Primary lymphoid organs
The thymus and bone marrow are the primary lymphatic organs. Lymphocytes are produced by stem cells in the bone marrow and then migrate to either the thymus or bone marrow where they mature. T-lymphocytes undergo maturation in the thymus (hence their name), and B-lymphocytes undergo maturation in the bone marrow. After maturation, both B- and T-lymphocytes circulate in the lymph and accumulate in secondary lymphoid organs, where they await recognition of antigens.
Secondary lymphoid organs
The spleen, lymph nodes, and accessory lymphoid tissue (including the tonsils and appendix) are the secondary lymphoid organs. These organs contain a scaffolding that support circulating B- and T-lymphocytes and other immune cells like macrophages and dendritic cells. When microorganisms invade the body or the body encounters other antigens (such as pollen), the antigens are transported from the tissue to the lymph. The lymph is carried in the lymph vessels to regional lymph nodes. In the lymph nodes, the macrophages and dendritic cells phagocytose the antigens, process them, and present the antigens to lymphocytes, which can then start producing antibodies or serve as memory cells to recognize the antigens again in the future.

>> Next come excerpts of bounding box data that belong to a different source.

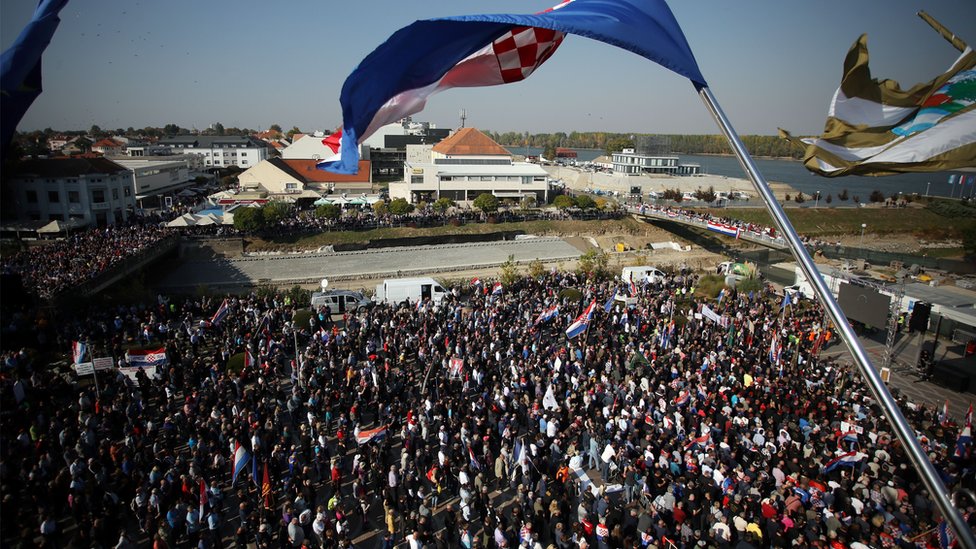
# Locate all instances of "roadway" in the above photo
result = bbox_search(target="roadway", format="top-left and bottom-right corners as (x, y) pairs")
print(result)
(153, 237), (581, 291)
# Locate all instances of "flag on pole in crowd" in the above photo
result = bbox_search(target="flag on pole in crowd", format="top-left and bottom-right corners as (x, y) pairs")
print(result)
(210, 299), (230, 324)
(261, 461), (271, 509)
(71, 341), (88, 364)
(319, 0), (706, 173)
(356, 425), (387, 444)
(200, 479), (207, 522)
(823, 451), (868, 473)
(939, 399), (949, 427)
(0, 0), (68, 154)
(780, 26), (976, 177)
(566, 299), (596, 339)
(230, 440), (251, 486)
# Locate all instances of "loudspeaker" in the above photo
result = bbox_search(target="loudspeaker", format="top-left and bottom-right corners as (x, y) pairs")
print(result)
(908, 301), (932, 332)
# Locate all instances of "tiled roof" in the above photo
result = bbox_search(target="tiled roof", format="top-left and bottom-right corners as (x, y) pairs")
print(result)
(434, 128), (512, 156)
(268, 158), (371, 183)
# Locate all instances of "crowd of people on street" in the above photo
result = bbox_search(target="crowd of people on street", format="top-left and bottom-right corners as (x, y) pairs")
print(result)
(0, 264), (976, 549)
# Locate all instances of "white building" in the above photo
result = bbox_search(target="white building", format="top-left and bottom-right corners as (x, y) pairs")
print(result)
(158, 135), (268, 170)
(10, 157), (136, 226)
(112, 154), (199, 200)
(612, 149), (700, 175)
(390, 128), (549, 204)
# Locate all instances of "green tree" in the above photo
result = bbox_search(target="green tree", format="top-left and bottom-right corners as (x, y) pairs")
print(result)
(603, 137), (634, 156)
(433, 196), (455, 213)
(472, 193), (498, 214)
(261, 200), (291, 225)
(542, 145), (556, 162)
(498, 255), (521, 287)
(695, 186), (718, 202)
(552, 194), (576, 210)
(390, 198), (413, 215)
(576, 248), (610, 278)
(315, 204), (342, 221)
(576, 194), (596, 210)
(234, 208), (264, 233)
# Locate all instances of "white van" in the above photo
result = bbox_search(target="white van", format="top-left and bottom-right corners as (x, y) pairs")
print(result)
(620, 265), (667, 284)
(310, 290), (373, 313)
(376, 278), (447, 304)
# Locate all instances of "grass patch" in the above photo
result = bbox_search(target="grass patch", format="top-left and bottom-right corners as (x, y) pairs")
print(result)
(692, 208), (962, 238)
(245, 217), (644, 252)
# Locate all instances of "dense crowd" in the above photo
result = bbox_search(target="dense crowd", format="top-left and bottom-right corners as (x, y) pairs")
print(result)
(2, 223), (169, 298)
(0, 266), (976, 549)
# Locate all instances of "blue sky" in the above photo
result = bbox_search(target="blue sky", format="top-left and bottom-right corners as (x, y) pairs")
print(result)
(0, 0), (976, 134)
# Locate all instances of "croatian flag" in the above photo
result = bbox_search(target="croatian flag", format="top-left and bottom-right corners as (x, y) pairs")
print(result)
(71, 341), (88, 364)
(210, 299), (230, 324)
(230, 441), (251, 486)
(566, 299), (596, 339)
(706, 221), (739, 238)
(356, 425), (386, 444)
(824, 452), (868, 473)
(319, 0), (706, 174)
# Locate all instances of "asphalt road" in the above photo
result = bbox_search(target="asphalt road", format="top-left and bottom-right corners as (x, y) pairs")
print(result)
(156, 238), (580, 289)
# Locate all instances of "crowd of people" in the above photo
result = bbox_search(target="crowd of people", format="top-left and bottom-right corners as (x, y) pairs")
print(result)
(0, 264), (976, 549)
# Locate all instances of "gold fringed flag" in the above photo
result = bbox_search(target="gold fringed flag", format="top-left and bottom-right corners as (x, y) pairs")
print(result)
(780, 24), (976, 177)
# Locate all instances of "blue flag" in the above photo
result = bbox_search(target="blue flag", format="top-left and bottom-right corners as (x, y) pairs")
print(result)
(0, 0), (68, 154)
(319, 0), (706, 173)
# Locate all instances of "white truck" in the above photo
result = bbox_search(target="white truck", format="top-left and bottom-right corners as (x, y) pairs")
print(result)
(620, 265), (667, 284)
(374, 278), (448, 304)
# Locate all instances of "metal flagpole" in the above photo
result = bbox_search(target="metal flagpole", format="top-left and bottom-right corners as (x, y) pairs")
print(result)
(698, 87), (976, 548)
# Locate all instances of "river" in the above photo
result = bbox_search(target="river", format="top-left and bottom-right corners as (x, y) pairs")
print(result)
(509, 147), (976, 202)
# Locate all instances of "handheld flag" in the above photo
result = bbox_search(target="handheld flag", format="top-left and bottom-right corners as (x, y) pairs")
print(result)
(230, 441), (251, 486)
(356, 425), (386, 444)
(780, 22), (976, 177)
(210, 299), (230, 324)
(319, 0), (706, 173)
(0, 0), (68, 154)
(566, 299), (596, 339)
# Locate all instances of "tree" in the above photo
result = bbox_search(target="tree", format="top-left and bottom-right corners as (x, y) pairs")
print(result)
(542, 145), (556, 162)
(576, 248), (610, 278)
(695, 187), (718, 202)
(390, 198), (413, 215)
(434, 196), (455, 213)
(552, 194), (576, 210)
(498, 254), (519, 286)
(472, 193), (498, 214)
(234, 208), (264, 232)
(315, 204), (342, 221)
(604, 137), (634, 156)
(262, 200), (291, 225)
(576, 194), (596, 210)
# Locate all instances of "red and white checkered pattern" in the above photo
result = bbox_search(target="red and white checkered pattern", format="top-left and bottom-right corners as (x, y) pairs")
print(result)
(492, 27), (565, 84)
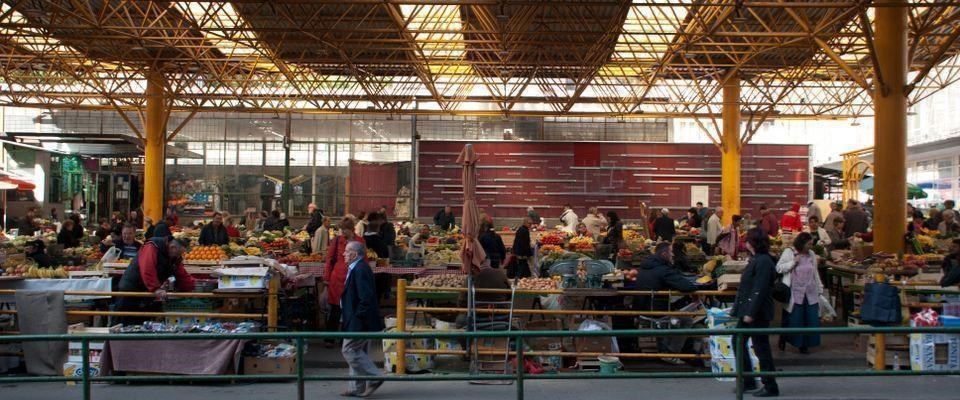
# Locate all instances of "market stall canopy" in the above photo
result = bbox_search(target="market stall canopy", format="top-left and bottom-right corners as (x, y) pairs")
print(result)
(0, 0), (960, 118)
(457, 143), (487, 273)
(0, 171), (37, 190)
(4, 132), (203, 159)
(860, 176), (927, 200)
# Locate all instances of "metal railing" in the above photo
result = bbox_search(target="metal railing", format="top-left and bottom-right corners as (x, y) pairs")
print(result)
(0, 327), (960, 400)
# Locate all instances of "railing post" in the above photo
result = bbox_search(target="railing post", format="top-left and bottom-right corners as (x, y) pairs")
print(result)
(267, 276), (280, 332)
(733, 332), (750, 400)
(80, 338), (90, 400)
(507, 336), (524, 400)
(297, 337), (304, 400)
(867, 333), (887, 371)
(396, 279), (407, 375)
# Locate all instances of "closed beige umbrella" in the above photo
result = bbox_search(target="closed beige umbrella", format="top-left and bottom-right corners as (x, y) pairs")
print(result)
(457, 144), (487, 274)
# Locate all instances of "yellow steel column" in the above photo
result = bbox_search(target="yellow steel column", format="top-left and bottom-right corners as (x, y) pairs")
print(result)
(720, 76), (740, 226)
(873, 0), (907, 253)
(143, 71), (167, 222)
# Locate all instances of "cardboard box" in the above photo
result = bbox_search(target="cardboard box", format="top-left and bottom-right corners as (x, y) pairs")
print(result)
(710, 357), (760, 382)
(707, 308), (737, 329)
(383, 326), (436, 353)
(217, 267), (270, 289)
(523, 319), (563, 350)
(383, 352), (434, 374)
(243, 357), (297, 375)
(910, 333), (960, 371)
(63, 361), (100, 378)
(717, 274), (740, 290)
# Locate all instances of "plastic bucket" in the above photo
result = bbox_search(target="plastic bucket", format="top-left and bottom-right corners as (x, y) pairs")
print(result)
(597, 356), (621, 375)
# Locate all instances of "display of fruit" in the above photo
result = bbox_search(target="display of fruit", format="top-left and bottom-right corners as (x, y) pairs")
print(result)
(623, 229), (646, 241)
(183, 246), (229, 261)
(277, 253), (323, 265)
(540, 244), (563, 255)
(540, 233), (564, 246)
(410, 274), (467, 288)
(260, 238), (290, 250)
(517, 278), (557, 290)
(4, 262), (69, 279)
(424, 249), (460, 265)
(570, 236), (595, 250)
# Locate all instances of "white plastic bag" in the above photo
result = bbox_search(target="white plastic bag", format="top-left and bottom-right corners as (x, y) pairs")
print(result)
(100, 247), (122, 264)
(577, 319), (620, 353)
(540, 294), (563, 310)
(819, 294), (837, 321)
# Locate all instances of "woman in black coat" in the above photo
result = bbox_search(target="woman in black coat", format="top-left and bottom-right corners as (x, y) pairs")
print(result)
(603, 211), (623, 263)
(478, 223), (507, 268)
(731, 228), (780, 397)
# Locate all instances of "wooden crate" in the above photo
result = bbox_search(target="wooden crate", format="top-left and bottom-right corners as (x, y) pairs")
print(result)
(867, 347), (910, 370)
(865, 334), (910, 369)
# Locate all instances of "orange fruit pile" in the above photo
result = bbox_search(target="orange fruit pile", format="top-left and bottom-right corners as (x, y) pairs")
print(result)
(183, 246), (228, 261)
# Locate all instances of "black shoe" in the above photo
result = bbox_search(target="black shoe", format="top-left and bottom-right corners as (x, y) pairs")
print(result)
(753, 386), (780, 397)
(733, 385), (758, 394)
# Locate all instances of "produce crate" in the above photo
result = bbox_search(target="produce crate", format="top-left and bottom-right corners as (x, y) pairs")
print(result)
(523, 319), (563, 350)
(866, 334), (910, 369)
(163, 298), (218, 326)
(63, 323), (120, 386)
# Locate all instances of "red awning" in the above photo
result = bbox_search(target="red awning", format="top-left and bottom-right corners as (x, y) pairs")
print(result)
(0, 176), (37, 190)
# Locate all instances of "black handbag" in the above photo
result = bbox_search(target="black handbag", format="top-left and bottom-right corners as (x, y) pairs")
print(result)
(773, 277), (791, 303)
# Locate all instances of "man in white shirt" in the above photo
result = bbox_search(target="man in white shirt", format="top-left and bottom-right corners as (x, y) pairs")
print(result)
(560, 204), (580, 233)
(706, 207), (723, 250)
(583, 207), (607, 237)
(340, 242), (384, 397)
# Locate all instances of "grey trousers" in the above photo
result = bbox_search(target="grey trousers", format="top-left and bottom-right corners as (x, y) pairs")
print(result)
(340, 339), (381, 393)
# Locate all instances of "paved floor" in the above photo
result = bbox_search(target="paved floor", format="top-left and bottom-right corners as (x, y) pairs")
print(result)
(0, 336), (960, 400)
(0, 377), (960, 400)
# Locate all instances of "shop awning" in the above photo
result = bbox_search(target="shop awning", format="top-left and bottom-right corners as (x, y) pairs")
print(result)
(0, 171), (37, 190)
(5, 132), (203, 159)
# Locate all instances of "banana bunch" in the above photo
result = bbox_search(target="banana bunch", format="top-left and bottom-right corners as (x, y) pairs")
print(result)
(24, 266), (67, 279)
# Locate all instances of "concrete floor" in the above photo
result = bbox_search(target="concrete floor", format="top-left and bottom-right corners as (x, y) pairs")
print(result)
(0, 336), (960, 400)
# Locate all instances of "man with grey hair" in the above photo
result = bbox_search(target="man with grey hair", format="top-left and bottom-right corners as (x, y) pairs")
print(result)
(340, 242), (384, 397)
(580, 207), (607, 238)
(706, 207), (723, 255)
(937, 208), (960, 233)
(651, 208), (677, 242)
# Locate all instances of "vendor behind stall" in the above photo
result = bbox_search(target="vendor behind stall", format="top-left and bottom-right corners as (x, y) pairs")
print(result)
(940, 239), (960, 287)
(23, 239), (53, 268)
(117, 236), (195, 324)
(199, 212), (230, 246)
(57, 218), (83, 249)
(100, 224), (143, 260)
(633, 242), (697, 364)
(17, 207), (39, 236)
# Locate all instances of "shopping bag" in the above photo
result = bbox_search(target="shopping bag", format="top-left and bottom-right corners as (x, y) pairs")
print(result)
(819, 294), (837, 321)
(100, 247), (122, 264)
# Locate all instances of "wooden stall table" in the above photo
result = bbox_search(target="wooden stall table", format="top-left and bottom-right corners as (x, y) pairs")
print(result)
(102, 333), (247, 375)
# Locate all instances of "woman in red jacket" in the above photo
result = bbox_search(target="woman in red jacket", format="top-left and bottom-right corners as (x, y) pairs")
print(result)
(780, 203), (803, 232)
(323, 216), (366, 348)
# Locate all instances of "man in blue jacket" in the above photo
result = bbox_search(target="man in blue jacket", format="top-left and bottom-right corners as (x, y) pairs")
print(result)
(340, 242), (384, 397)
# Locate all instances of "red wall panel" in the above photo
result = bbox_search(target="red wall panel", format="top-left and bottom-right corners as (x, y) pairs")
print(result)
(349, 160), (400, 214)
(418, 141), (810, 223)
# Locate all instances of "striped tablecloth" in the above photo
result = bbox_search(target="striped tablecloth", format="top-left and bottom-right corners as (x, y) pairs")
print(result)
(300, 266), (463, 278)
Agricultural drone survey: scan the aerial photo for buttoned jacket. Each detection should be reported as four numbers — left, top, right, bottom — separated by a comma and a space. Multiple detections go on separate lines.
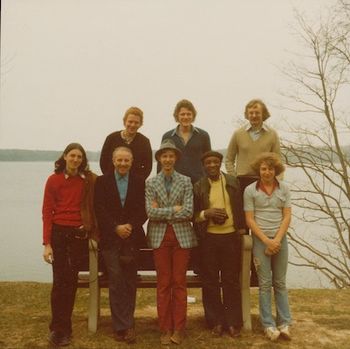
193, 172, 245, 239
94, 173, 147, 247
146, 171, 197, 248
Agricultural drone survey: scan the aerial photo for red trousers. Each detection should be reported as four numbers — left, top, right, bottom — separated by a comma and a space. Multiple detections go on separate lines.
153, 225, 190, 332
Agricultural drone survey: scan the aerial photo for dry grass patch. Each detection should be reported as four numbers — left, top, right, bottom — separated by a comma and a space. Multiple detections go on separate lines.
0, 282, 350, 349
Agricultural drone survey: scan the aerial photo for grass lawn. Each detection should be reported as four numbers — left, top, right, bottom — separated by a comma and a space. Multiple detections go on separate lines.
0, 282, 350, 349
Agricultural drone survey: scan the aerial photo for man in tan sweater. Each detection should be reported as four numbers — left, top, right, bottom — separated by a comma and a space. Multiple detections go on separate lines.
225, 99, 281, 285
225, 99, 281, 178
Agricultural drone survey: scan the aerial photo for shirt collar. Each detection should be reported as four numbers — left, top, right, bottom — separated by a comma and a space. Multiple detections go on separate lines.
63, 171, 86, 179
244, 122, 270, 132
171, 125, 199, 136
207, 171, 224, 185
255, 178, 280, 194
114, 171, 129, 181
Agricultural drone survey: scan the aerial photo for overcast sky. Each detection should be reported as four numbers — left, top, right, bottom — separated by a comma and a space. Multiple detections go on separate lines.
0, 0, 340, 150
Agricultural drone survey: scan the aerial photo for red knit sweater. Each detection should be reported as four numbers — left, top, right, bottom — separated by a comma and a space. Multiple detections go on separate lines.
42, 173, 84, 245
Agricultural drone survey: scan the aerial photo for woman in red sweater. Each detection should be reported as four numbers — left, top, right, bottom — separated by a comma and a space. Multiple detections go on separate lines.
42, 143, 97, 346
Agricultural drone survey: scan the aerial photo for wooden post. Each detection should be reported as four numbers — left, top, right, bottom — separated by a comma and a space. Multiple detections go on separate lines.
241, 235, 253, 331
88, 239, 100, 333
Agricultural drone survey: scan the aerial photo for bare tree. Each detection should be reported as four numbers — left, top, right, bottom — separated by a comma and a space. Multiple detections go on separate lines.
283, 0, 350, 288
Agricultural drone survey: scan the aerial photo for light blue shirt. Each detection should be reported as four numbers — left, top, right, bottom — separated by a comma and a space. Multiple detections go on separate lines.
244, 181, 291, 237
114, 171, 129, 207
245, 123, 268, 142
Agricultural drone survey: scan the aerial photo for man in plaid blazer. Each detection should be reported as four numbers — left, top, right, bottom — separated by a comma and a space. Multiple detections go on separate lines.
146, 139, 197, 345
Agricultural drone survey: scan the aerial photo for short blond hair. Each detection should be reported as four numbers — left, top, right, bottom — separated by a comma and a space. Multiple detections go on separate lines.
173, 99, 197, 122
250, 152, 285, 176
244, 99, 271, 121
123, 107, 143, 125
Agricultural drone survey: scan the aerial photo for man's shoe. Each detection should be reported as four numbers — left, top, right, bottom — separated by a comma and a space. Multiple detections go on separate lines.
58, 335, 71, 347
264, 327, 281, 342
124, 328, 136, 344
114, 330, 125, 342
160, 331, 172, 345
170, 330, 185, 344
48, 331, 62, 346
49, 331, 71, 347
228, 326, 241, 338
278, 325, 292, 341
211, 325, 224, 337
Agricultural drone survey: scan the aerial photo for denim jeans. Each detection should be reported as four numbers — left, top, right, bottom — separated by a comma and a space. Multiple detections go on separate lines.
101, 242, 137, 332
253, 235, 291, 328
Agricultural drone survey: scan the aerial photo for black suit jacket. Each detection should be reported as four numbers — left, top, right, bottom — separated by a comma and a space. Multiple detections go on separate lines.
94, 173, 147, 248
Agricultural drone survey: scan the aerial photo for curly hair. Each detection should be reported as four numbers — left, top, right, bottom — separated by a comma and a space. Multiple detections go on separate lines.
173, 99, 197, 122
244, 99, 271, 121
55, 143, 89, 173
250, 152, 285, 176
123, 107, 143, 125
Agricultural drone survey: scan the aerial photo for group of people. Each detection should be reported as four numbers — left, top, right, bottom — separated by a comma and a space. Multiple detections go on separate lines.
43, 99, 291, 346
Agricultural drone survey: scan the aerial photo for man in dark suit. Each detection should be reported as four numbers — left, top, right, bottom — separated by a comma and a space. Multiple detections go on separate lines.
94, 147, 147, 343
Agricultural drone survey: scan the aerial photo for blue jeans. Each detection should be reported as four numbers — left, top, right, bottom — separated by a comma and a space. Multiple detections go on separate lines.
101, 242, 137, 332
253, 235, 291, 328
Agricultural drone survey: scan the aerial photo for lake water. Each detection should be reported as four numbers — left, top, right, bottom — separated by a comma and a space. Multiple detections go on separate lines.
0, 161, 330, 288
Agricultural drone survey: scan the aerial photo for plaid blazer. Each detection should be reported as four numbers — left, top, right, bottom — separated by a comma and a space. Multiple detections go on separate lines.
146, 171, 197, 248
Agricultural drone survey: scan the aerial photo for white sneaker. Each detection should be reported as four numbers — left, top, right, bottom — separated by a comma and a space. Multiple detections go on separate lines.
264, 327, 280, 341
278, 325, 292, 341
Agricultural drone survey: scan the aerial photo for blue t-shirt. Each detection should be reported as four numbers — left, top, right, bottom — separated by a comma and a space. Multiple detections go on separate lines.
244, 181, 291, 237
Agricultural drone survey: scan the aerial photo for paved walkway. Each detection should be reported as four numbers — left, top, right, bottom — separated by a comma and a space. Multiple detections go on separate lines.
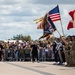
0, 62, 75, 75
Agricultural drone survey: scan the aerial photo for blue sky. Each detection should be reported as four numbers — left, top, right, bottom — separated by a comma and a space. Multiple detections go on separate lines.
0, 0, 75, 40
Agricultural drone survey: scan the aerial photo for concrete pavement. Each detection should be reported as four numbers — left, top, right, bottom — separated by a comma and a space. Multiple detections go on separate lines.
0, 62, 75, 75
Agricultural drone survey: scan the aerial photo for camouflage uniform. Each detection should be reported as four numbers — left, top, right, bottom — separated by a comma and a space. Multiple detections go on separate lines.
65, 41, 72, 66
70, 41, 75, 66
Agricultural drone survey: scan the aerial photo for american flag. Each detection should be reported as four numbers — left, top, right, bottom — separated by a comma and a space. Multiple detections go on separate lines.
47, 5, 61, 22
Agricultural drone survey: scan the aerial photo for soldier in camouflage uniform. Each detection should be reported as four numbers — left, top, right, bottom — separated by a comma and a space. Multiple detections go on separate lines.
70, 36, 75, 66
61, 36, 75, 66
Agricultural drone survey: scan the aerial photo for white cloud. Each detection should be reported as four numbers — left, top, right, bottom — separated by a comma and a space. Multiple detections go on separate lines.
0, 0, 75, 39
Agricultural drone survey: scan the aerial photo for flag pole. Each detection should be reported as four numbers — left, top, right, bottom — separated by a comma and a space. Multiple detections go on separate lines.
57, 5, 65, 36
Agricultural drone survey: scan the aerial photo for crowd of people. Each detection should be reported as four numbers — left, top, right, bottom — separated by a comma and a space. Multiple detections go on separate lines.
0, 36, 75, 65
0, 41, 54, 61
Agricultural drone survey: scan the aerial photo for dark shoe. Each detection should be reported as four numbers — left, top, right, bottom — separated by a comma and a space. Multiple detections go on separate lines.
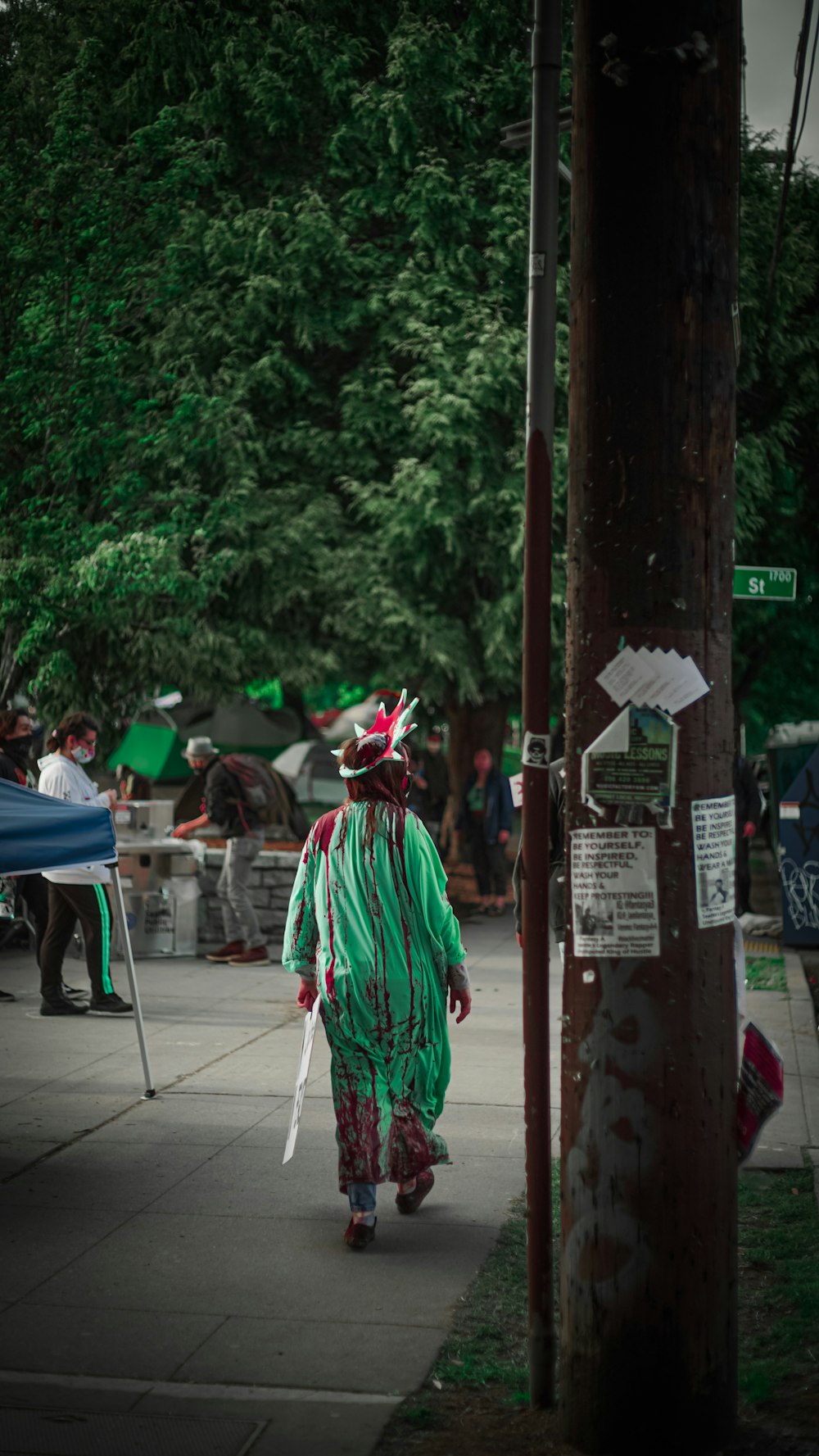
205, 941, 244, 961
227, 945, 270, 965
396, 1168, 435, 1213
88, 991, 133, 1016
345, 1218, 378, 1250
62, 982, 90, 1000
39, 991, 88, 1016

The spleen contains lymphocytes that filter the blood stream rather than the lymphatics. Thus, the spleen has importance in fighting infections that have invaded the blood.
Accessory lymphoid tissues act as barriers along points of entry for infections, such as the lung, the reproductive system, and the gut. (See separate section below)
Lymph nodes
- See also: lymph node.
Along this network of vessels are small organs called lymph nodes. Clusters of lymph nodes are found in the underarms, groin, neck, chest, and abdomen. Lymph nodes act as filters, with an internal honeycomb of connective tissue filled with lymphocytes that collect and destroy bacteria and viruses. When the body is fighting an infection, these lymphocytes multiply rapidly and produce a characteristic swelling of the lymph nodes. Approximately 25 billion different lymphocytes migrate through each lymph node every day.
Accessory lymphoid tissue
Accessory lymphoid tissue consists of unorganized patches of lymphoid tissue found diffusely in various sites of the body. They are similar in function to the lymph nodes but are anatomically different and are sometimes termed extra-nodal lymphoid tissue. Tonsils and the vermiform appendix are examples of accessory lymphoid tissue.
Mucosa-associated lymphoid tissue (MALT) is the diffuse system of small concentrations of lymphoid tissue found in various sites of the body such as the gastrointestinal tract, thyroid, breast, lung, salivary glands, eye, and skin. The components of MALT are sometimes subdivided into GALT (gut or GI-associated lymphoid tissue), BALT (bronchial-associated lymphoid tissue), NALT (nose-associated lymphoid tissue), and SALT (skin-associated lymphoid tissue). A newly recognized entity is vascular-associated lymphoid tissue (VALT) that exists inside arteries; its role in the immune response is unknown.
Peyer's patches are a component of GALT found in the lining of the small intestines.